REPUBLIKA.CO.ID, JAKARTA -- Serangan bom bunuh diri terjadi di depan Markas Polresta Solo, awal pekan lalu. Aksi bom bunuh diri itu diduga kuat dilakukan oleh organisasi teror di Indonesia yang bersimpati terhadap gerakan Islamic State of Iraq and Suriah (ISIS).
Menurut Ketua Pusat Studi Politik dan Keamanan (PSPK) Universitas Padjajaran, Muradi, serangan bom bunuh diri yang terjadi sehari sebelum hari raya Idul Fitri 1437 H itu masih terkait dengan serangan aksi teror yang terjadi di luar negeri. Bahkan, Muradi menilai, masih ada kaitan antara pelaku bom bunuh diri di Solo dengan pelaku serangan teror di Thamrin, Jakarta Pusat, pada Januari silam.
Untuk itu, lanjut Muradi, aparat keamanan, terutama Kepolisian lewat Densus 88 Anti Teror dan BNPT, untuk bersinergi dalam membatasi gerak organisasi teror di Indonesia. "Perlu kiranya untuk secara terintegrasi langkah-langkah efektif dan pengejaran untuk menutup ruang gerak organisasi teror tersebut di Indonesia," ujar Muradi, Sabtu (10/7).
Tidak hanya itu, lanjut Muradi, pengejaran yang dilakukan aparat keamanan terhadap Santoso dan Mujahidin Indonesia Timur (MIT) dianggap belum cukup. Namun, upaya memberantas dan mengejar Katibah Nusantara (KN) juga dianggap hal yang perlu dilakukan oleh aparat keamanan. "Karena ada pergeseran kepemimpinan pasca-Santoso tersudut di hutan Poso," tutur Muradi.

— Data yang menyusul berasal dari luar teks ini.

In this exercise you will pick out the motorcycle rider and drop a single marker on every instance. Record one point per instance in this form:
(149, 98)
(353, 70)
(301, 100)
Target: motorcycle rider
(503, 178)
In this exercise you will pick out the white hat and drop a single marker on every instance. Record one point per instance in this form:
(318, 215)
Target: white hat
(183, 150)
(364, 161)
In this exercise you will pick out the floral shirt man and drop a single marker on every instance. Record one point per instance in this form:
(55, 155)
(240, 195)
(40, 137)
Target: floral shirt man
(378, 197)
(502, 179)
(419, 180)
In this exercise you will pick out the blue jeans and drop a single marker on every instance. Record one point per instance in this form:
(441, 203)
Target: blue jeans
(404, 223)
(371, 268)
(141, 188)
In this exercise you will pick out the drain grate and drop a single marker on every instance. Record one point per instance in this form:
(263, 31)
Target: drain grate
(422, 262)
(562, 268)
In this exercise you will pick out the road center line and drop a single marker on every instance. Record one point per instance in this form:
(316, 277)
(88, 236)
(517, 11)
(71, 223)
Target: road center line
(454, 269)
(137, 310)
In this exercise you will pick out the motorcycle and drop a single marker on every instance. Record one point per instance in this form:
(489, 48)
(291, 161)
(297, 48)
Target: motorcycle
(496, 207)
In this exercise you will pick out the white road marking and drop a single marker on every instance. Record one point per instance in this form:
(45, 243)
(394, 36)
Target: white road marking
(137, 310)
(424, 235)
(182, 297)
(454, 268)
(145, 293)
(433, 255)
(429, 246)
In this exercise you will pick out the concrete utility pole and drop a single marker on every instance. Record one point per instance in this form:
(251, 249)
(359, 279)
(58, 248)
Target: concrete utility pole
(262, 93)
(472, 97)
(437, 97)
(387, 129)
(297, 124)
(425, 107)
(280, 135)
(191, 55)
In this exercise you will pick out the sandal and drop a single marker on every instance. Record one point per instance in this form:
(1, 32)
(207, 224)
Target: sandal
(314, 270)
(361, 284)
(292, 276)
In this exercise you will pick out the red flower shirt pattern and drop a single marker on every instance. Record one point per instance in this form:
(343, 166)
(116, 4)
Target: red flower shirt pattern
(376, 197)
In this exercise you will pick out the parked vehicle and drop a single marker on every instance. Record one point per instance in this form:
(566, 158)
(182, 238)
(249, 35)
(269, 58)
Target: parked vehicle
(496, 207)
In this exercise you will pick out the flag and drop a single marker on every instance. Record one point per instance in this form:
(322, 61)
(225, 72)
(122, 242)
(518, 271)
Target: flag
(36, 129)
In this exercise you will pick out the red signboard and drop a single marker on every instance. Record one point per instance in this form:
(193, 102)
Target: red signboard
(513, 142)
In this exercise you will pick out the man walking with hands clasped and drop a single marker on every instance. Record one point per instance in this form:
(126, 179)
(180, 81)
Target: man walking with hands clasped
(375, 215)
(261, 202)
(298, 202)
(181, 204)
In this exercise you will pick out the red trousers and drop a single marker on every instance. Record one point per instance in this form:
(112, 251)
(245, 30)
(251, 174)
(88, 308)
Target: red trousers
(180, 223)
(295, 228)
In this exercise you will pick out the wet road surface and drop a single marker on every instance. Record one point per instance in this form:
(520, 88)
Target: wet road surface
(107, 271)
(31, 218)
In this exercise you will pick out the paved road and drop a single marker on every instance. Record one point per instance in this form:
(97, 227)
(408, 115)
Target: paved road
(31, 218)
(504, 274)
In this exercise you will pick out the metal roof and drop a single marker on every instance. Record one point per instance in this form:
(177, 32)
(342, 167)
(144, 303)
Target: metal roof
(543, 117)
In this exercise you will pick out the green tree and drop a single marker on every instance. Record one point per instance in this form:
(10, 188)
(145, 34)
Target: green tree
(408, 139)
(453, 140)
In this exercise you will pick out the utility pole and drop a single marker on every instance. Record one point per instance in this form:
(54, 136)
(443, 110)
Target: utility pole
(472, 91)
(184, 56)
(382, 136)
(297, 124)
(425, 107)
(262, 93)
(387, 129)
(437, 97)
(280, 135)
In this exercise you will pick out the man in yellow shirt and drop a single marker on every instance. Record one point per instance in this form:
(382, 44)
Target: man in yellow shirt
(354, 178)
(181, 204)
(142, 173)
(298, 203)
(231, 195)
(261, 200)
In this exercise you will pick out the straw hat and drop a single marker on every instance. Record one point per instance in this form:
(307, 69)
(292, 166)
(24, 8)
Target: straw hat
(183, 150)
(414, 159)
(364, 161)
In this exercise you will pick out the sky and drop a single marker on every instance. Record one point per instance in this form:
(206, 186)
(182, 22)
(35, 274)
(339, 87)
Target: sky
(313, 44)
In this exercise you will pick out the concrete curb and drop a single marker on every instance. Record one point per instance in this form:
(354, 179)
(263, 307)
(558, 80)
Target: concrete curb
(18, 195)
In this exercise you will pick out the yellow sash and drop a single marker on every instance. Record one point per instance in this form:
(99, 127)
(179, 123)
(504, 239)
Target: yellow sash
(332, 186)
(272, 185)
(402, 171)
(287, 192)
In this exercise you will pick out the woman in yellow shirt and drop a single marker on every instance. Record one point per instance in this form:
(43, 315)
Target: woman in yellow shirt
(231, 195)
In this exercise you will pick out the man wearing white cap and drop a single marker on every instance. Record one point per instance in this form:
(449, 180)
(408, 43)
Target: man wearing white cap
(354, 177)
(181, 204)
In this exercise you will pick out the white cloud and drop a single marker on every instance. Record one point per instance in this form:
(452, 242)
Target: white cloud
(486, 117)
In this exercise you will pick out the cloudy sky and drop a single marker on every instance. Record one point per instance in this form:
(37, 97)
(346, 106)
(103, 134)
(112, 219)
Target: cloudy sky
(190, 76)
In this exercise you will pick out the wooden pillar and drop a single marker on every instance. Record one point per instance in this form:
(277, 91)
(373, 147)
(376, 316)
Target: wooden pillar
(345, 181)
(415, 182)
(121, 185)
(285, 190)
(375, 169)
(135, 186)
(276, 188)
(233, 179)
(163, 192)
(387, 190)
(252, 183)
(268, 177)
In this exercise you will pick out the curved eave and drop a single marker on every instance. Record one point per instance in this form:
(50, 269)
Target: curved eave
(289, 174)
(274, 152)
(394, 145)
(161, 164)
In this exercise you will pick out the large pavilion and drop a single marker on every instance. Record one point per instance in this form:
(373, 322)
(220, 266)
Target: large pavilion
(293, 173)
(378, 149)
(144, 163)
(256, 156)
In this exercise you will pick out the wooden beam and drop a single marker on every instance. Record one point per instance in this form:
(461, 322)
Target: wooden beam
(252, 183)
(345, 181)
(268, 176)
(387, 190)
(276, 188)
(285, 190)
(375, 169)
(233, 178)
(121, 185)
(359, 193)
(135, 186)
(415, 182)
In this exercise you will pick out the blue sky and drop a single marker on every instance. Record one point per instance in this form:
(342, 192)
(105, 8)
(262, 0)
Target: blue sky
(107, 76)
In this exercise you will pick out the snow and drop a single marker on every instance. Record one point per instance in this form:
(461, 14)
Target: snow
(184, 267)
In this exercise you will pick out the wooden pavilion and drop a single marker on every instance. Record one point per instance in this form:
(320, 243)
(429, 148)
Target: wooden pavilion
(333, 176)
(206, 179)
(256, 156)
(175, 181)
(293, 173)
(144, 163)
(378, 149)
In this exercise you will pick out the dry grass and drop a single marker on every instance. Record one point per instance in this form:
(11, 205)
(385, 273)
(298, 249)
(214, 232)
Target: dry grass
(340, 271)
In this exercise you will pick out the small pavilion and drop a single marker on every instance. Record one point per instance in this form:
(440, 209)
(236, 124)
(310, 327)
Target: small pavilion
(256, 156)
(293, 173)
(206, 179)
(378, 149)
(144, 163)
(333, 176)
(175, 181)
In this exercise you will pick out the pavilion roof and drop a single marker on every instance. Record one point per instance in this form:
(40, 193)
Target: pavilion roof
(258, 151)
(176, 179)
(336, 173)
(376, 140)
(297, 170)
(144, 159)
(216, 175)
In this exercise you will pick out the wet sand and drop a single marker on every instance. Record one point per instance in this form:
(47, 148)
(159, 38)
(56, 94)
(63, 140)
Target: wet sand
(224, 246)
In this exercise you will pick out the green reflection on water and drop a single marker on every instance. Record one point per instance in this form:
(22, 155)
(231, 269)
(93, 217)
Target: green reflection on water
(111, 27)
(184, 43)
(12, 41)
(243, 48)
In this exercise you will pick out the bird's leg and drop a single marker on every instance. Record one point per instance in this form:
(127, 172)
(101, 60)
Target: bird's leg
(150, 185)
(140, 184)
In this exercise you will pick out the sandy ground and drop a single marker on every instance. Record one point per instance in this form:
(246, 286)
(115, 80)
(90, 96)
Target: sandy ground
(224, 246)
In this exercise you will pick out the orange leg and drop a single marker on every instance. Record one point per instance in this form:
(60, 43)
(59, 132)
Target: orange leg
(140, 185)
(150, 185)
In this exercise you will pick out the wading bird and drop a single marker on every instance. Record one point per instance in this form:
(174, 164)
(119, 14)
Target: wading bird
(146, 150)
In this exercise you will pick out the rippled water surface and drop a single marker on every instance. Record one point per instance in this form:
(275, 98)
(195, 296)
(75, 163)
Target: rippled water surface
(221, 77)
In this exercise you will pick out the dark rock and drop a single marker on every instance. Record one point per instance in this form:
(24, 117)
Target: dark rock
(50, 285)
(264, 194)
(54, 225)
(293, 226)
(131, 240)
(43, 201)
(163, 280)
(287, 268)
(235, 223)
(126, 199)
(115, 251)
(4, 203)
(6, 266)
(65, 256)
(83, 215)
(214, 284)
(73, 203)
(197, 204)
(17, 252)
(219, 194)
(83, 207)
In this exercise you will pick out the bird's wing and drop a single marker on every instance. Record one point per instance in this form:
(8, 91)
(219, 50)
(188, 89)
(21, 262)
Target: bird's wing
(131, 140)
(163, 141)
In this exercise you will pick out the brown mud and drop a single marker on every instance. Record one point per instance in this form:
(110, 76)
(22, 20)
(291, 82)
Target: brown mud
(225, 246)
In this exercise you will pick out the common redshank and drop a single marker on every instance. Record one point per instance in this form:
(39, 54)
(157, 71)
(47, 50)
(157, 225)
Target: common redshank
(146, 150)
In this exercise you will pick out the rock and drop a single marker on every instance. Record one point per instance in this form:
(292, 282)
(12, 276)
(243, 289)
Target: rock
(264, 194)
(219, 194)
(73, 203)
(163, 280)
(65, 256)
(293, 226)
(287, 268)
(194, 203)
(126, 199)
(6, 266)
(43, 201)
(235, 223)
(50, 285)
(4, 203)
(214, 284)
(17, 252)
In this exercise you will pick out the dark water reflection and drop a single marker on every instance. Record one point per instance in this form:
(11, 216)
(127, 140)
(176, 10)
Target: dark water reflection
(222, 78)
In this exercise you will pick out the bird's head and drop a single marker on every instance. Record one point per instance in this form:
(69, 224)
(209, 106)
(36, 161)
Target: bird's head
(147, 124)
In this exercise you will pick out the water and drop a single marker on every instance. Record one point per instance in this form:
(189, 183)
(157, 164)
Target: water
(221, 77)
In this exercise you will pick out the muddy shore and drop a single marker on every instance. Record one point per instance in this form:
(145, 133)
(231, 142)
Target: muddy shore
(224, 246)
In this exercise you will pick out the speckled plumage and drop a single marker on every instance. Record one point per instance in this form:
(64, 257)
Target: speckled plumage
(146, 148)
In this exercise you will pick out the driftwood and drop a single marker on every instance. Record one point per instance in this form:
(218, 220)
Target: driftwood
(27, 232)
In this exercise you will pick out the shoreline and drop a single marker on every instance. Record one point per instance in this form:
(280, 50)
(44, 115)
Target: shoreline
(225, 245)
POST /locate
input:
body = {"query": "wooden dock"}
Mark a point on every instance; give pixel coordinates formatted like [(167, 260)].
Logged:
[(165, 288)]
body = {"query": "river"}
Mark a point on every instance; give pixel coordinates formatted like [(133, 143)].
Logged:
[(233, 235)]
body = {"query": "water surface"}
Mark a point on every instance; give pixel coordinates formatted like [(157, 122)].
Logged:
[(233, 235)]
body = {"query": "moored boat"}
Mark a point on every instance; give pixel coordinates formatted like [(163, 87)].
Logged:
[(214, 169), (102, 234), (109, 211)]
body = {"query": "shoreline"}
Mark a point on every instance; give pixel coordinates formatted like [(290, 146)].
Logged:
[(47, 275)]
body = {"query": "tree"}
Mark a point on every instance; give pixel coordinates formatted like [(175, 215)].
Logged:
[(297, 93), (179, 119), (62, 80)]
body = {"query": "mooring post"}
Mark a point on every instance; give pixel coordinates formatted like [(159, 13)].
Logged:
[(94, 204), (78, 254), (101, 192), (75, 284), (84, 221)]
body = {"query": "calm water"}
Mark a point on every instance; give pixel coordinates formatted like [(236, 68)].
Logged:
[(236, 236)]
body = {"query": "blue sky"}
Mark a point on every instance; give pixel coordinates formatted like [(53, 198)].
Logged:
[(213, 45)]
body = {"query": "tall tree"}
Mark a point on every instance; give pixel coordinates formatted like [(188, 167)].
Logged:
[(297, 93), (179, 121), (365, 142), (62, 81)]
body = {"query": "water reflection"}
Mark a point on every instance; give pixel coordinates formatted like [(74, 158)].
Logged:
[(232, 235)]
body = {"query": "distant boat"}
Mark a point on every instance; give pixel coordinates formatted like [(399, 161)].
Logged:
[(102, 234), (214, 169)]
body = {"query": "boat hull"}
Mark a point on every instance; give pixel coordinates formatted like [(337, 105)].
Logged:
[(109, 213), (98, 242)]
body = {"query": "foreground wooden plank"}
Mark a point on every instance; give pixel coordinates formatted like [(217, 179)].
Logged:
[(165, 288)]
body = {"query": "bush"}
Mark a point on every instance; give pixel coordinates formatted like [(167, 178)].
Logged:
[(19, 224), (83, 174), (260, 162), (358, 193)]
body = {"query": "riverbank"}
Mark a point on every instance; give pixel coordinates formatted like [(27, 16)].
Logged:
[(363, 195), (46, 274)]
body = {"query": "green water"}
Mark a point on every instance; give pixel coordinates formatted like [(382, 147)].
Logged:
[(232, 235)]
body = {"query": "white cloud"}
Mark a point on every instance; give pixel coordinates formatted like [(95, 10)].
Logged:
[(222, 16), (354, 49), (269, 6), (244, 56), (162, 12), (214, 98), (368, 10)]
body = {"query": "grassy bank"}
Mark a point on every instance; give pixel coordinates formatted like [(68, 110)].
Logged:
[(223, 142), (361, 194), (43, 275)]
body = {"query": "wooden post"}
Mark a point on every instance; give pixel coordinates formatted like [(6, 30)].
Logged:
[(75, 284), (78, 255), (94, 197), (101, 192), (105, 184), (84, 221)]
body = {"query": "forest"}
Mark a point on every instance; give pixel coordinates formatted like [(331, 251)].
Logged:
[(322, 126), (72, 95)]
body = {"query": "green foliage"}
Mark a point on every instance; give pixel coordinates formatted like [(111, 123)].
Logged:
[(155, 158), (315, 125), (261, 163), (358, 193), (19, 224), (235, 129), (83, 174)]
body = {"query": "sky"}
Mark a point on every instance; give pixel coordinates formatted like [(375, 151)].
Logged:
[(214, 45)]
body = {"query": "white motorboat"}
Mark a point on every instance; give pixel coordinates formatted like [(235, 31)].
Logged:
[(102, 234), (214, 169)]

Sebelumnya, KN, yang berada di bawah kepemimpinan Bachrun Naim, memang dianggap sebagai salah satu aktor utama serangan teror di Thamrin. Kelompok ini pun diduga kuat berada di belakang aksi bom bunuh diri yang terjadi di depan Mapolresta Solo. "Dan aksi itu diatur secara remote oleh Bachrun Naim dengan jejaring KN, yang melingkupi negara-negara Asia Tenggara, yang berbahasa serumpun melayu," kata Muradi.